Individuals with Down Syndrome (DS) almost invariably develop Alzheimer's Disease (AD), but detecting early clinical changes is challenging due to comorbid intellectual disability, highlighting the importance of non‐invasive biomarkers. Neuroimaging of the medial temporal lobe (MTL), a key site of tau pathology, shows promise as an early AD biomarker. Here, we aimed to characterise volumetric patterns of the MTL in DS across the AD clinical continuum, and define associations with AD cerebrospinal fluid (CSF) biomarkers.

Method

253 adults with DS and 190 euploid controls from the Down Alzheimer Barcelona Neuroimaging Initiative underwent a 3T‐MRI protocol, and a comprehensive clinical assessment.
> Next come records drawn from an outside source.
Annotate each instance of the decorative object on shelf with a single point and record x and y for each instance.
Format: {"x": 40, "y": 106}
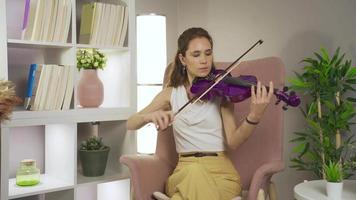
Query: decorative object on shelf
{"x": 334, "y": 177}
{"x": 325, "y": 80}
{"x": 93, "y": 156}
{"x": 27, "y": 174}
{"x": 8, "y": 99}
{"x": 90, "y": 88}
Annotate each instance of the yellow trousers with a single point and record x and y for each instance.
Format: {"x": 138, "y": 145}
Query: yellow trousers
{"x": 204, "y": 178}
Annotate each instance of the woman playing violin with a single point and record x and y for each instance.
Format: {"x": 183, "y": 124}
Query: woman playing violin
{"x": 205, "y": 130}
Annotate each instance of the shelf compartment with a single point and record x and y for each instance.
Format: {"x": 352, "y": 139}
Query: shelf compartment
{"x": 47, "y": 184}
{"x": 20, "y": 59}
{"x": 53, "y": 148}
{"x": 79, "y": 5}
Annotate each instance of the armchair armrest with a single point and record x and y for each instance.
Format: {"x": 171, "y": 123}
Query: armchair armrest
{"x": 148, "y": 174}
{"x": 262, "y": 176}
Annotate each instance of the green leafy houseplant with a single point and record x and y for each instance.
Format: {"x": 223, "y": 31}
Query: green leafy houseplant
{"x": 333, "y": 172}
{"x": 90, "y": 59}
{"x": 93, "y": 156}
{"x": 93, "y": 144}
{"x": 326, "y": 82}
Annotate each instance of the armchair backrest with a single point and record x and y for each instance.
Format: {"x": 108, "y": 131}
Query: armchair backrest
{"x": 266, "y": 143}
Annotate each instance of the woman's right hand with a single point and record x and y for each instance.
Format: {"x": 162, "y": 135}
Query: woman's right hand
{"x": 161, "y": 118}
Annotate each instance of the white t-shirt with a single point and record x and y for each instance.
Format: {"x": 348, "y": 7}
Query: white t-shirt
{"x": 199, "y": 126}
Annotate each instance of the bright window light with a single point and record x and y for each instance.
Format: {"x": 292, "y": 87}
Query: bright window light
{"x": 151, "y": 63}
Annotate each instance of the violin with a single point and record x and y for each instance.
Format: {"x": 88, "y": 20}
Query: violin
{"x": 237, "y": 89}
{"x": 217, "y": 82}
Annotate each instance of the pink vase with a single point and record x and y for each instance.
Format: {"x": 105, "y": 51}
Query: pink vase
{"x": 90, "y": 89}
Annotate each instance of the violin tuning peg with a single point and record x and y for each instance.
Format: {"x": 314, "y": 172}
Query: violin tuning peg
{"x": 291, "y": 93}
{"x": 285, "y": 107}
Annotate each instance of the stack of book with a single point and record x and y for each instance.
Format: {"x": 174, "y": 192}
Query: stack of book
{"x": 49, "y": 87}
{"x": 46, "y": 20}
{"x": 103, "y": 24}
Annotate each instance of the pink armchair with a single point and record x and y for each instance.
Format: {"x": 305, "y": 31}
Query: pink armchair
{"x": 257, "y": 159}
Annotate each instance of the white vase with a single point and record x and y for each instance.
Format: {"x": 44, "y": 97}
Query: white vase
{"x": 334, "y": 190}
{"x": 90, "y": 89}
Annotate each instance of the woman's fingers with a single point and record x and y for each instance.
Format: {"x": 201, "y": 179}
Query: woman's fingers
{"x": 258, "y": 93}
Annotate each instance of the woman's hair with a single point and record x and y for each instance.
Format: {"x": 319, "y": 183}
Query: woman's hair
{"x": 178, "y": 75}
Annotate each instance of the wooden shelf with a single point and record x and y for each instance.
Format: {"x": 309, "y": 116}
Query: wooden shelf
{"x": 33, "y": 118}
{"x": 36, "y": 44}
{"x": 47, "y": 184}
{"x": 107, "y": 177}
{"x": 89, "y": 46}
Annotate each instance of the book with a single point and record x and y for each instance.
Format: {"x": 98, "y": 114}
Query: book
{"x": 69, "y": 88}
{"x": 87, "y": 22}
{"x": 30, "y": 85}
{"x": 29, "y": 19}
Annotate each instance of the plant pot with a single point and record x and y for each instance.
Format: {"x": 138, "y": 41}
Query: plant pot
{"x": 90, "y": 90}
{"x": 334, "y": 190}
{"x": 94, "y": 162}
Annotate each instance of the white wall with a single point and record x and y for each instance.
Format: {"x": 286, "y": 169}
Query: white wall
{"x": 291, "y": 30}
{"x": 169, "y": 9}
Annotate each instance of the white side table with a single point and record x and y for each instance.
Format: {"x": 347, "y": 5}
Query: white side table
{"x": 316, "y": 190}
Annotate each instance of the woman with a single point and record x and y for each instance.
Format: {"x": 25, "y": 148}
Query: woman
{"x": 203, "y": 131}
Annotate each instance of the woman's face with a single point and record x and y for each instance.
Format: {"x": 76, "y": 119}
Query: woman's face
{"x": 198, "y": 58}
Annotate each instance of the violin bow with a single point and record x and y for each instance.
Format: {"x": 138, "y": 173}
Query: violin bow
{"x": 217, "y": 79}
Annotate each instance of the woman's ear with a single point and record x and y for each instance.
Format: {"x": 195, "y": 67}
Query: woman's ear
{"x": 182, "y": 59}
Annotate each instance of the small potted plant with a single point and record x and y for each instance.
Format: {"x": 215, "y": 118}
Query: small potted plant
{"x": 334, "y": 177}
{"x": 93, "y": 156}
{"x": 90, "y": 88}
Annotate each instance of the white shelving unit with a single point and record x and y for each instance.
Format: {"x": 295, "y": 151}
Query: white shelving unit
{"x": 52, "y": 138}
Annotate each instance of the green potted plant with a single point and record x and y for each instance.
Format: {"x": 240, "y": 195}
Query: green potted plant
{"x": 334, "y": 177}
{"x": 327, "y": 82}
{"x": 93, "y": 156}
{"x": 90, "y": 89}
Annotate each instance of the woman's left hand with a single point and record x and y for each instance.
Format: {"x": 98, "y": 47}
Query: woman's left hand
{"x": 260, "y": 99}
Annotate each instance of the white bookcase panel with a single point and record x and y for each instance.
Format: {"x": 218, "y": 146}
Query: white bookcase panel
{"x": 58, "y": 195}
{"x": 47, "y": 184}
{"x": 106, "y": 191}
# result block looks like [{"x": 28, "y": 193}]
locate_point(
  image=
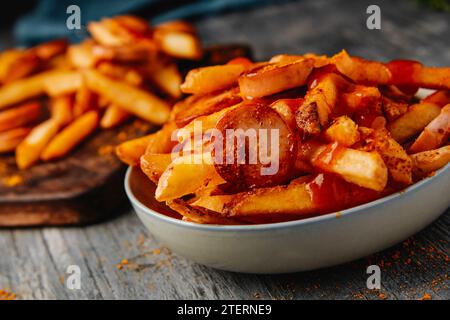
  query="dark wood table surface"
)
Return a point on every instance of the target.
[{"x": 33, "y": 262}]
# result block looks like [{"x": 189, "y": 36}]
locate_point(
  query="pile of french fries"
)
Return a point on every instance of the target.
[
  {"x": 351, "y": 131},
  {"x": 54, "y": 95}
]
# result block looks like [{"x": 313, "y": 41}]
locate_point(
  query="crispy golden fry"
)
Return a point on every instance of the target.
[
  {"x": 131, "y": 151},
  {"x": 440, "y": 98},
  {"x": 360, "y": 70},
  {"x": 435, "y": 134},
  {"x": 294, "y": 198},
  {"x": 136, "y": 101},
  {"x": 395, "y": 157},
  {"x": 191, "y": 214},
  {"x": 9, "y": 140},
  {"x": 70, "y": 136},
  {"x": 365, "y": 169},
  {"x": 273, "y": 78},
  {"x": 166, "y": 76},
  {"x": 29, "y": 150},
  {"x": 344, "y": 131},
  {"x": 121, "y": 72},
  {"x": 413, "y": 121},
  {"x": 85, "y": 100},
  {"x": 414, "y": 74},
  {"x": 208, "y": 79},
  {"x": 82, "y": 55},
  {"x": 17, "y": 64},
  {"x": 48, "y": 50},
  {"x": 319, "y": 61},
  {"x": 20, "y": 116},
  {"x": 113, "y": 117},
  {"x": 154, "y": 164},
  {"x": 61, "y": 109},
  {"x": 201, "y": 105},
  {"x": 429, "y": 161},
  {"x": 318, "y": 104},
  {"x": 393, "y": 109},
  {"x": 61, "y": 82},
  {"x": 178, "y": 39},
  {"x": 186, "y": 175},
  {"x": 24, "y": 89}
]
T1‐weighted images were used to parse the medial temporal lobe using the Automated Segmentation of Hippocampal Subfields (ASHS) pipeline. Segmentation quality was visually inspected and W‐scores were computed for MTL subregions (anterior and posterior hippocampus, entorhinal cortex (ERC), parahippocampal cortex (PHC), and Brodmann areas Br35 and Br36) to adjust volumes for total intracranial volume, age and MRI scanner. Non‐parametric statistical tests were employed to assess volumes by AD clinical stage, age, and CSF biomarkers of AD.

Result

Hippocampal and Br36 volumes gradually decreased with AD clinical stage, and all subregions were decreased at the dementia stage (dDS) compared to asymptomatic (aDS) and prodromal (pDS) stages (Fig. 1). Surprisingly, significantly larger ERC, PHC and Br35 volumes were found at the asymptomatic DS stage compared to controls. All subregions had decreased volumes with age, with inflexion points around 40y for the hippocampus, ERC and Br36, 45y for Br35 and 50y for PHC (Fig. 2). Most subregions exhibited significant correlations with CSF Aß42/40 ratio, p‐tau‐181 and neurofilament light chain, and the strongest associations were found with anterior and posterior hippocampus (Fig. 3).

Conclusion

AD clinical stage and age are associated with progressive decreasing MTL volumes. Among all subregions, the hippocampus correlated best with CSF measures and appears particularly sensitive to detect early disease processes. These results indicate effectiveness of MTL volumes as a biomarker of early AD pathological changes in DS. Further studies are required to determine the pathological substrate of MTL atrophy and understand the increased volumes in some subregions.